また、地球の時代を分けるとき、生物の出現や絶滅など地球規模の大きな出来事を示す化石が使われてきたが、最近では地磁気の逆転が起こった時期もあわせて使われている。
20年1月には、今まで名前のなかった約77万4000年前から12万9000年前までの時代が、千葉県市原市田淵で発見された一番新しい地磁気逆転の記録が世界で最もよく残っている地層にちなみ、ラテン語で「千葉の時代」を意味する「チバニアン」と命名された。
ちなみに、日本の地名にちなんだ名前が地質年代につけられ、世界的に認められることは初めてのことだ。
このように、永年変化により地球の極と地磁気の極は一致せず、偏角が発生する。
偏角は地磁気の複雑な空間分布のために、場所や時間によって変わり、このことは地球内部で発生している磁気が、地球規模で複雑に分布していること、磁気が刻々と変化していることによる。
磁北が真北より東側を示す場合を東偏、西側を示す場合を西偏とよび、現在日本では南鳥島(偏角0度程度)を除く全ての地域で西偏となっている。
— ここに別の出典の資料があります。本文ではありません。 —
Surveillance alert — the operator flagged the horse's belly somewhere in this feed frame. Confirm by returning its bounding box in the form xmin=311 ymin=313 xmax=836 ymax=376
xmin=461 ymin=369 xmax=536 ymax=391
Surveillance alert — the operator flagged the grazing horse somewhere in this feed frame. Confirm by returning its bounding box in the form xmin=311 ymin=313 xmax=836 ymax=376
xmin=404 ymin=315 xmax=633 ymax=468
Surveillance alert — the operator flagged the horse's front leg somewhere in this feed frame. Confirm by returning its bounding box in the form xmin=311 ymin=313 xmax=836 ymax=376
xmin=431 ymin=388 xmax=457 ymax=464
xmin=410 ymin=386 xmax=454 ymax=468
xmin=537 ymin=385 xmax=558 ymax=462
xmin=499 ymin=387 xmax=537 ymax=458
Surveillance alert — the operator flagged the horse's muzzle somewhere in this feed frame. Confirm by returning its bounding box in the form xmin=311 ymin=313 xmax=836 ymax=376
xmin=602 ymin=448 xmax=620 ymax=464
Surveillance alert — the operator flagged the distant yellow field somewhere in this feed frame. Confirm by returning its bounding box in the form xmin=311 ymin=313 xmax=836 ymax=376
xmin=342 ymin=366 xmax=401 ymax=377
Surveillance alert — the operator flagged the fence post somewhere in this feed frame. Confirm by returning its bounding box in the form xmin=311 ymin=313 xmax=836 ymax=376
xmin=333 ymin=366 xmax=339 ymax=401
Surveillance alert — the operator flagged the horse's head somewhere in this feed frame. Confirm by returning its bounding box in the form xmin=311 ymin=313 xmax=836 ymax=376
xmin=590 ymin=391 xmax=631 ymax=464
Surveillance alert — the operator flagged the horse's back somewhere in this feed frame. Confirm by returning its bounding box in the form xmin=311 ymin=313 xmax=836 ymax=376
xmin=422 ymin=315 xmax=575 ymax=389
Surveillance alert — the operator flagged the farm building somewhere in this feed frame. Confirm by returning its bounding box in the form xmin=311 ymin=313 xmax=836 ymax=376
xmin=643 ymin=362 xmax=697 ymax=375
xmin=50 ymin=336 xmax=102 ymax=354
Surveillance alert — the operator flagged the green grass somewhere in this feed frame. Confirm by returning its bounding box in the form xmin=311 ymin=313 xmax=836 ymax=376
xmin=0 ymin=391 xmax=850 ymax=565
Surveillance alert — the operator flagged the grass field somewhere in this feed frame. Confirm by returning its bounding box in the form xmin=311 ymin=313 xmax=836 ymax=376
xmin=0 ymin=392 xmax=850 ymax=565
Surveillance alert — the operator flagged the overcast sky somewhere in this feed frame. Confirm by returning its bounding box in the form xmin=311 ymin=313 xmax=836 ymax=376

地図の上で正確な方位を知るためには、偏角が欠かせない。国土地理院の地形図には偏角が記載されており、方位磁石を使って地図を正確に磁北へ合わせることができるようになっている。
また、偏角が発生したとしても、スマートフォンやカーナビなどは、自動的に偏角を使って方位磁石の方位補正を行っているため、電子地図やナビゲーションシステムに大きな問題が出ることはない。
国土地理院は1949年に全国の地磁気測量を開始し、70年以上にわたり日本の地磁気を観測している。この50年間(1970年から2020年)の偏角の変化は、例えば東京では西へ6度20分から7度40分と西へ1度20分ほどズレが大きくなっている。
都道府県庁所在地の50年間の偏角値を見ると、もっとも偏角が大きかったのは沖縄県の那覇市で2.0度、もっとも小さかったのは北海度の札幌市と青森県の青森市の1.0度だった。
偏角の大きい県庁所在地は、那覇市に次いで、佐賀県佐賀市の1.8度、高知県高知市、福岡県福岡市、長崎県長崎市、熊本県熊本市、宮崎県宮崎市、鹿児島県鹿児島市の1.7度となっている。
つまり、偏角のズレが大きかったのは、大分県大分市(1.6度)を除く九州地方に集中していることがわかる。
また、国内で最も偏角が大きかったのは、北海道中頓別町の上頓別で西向きに約11.2度、最も小さかったのは南鳥島の西向きに約0.2度となっている。
まさに、地球は生きているのだ。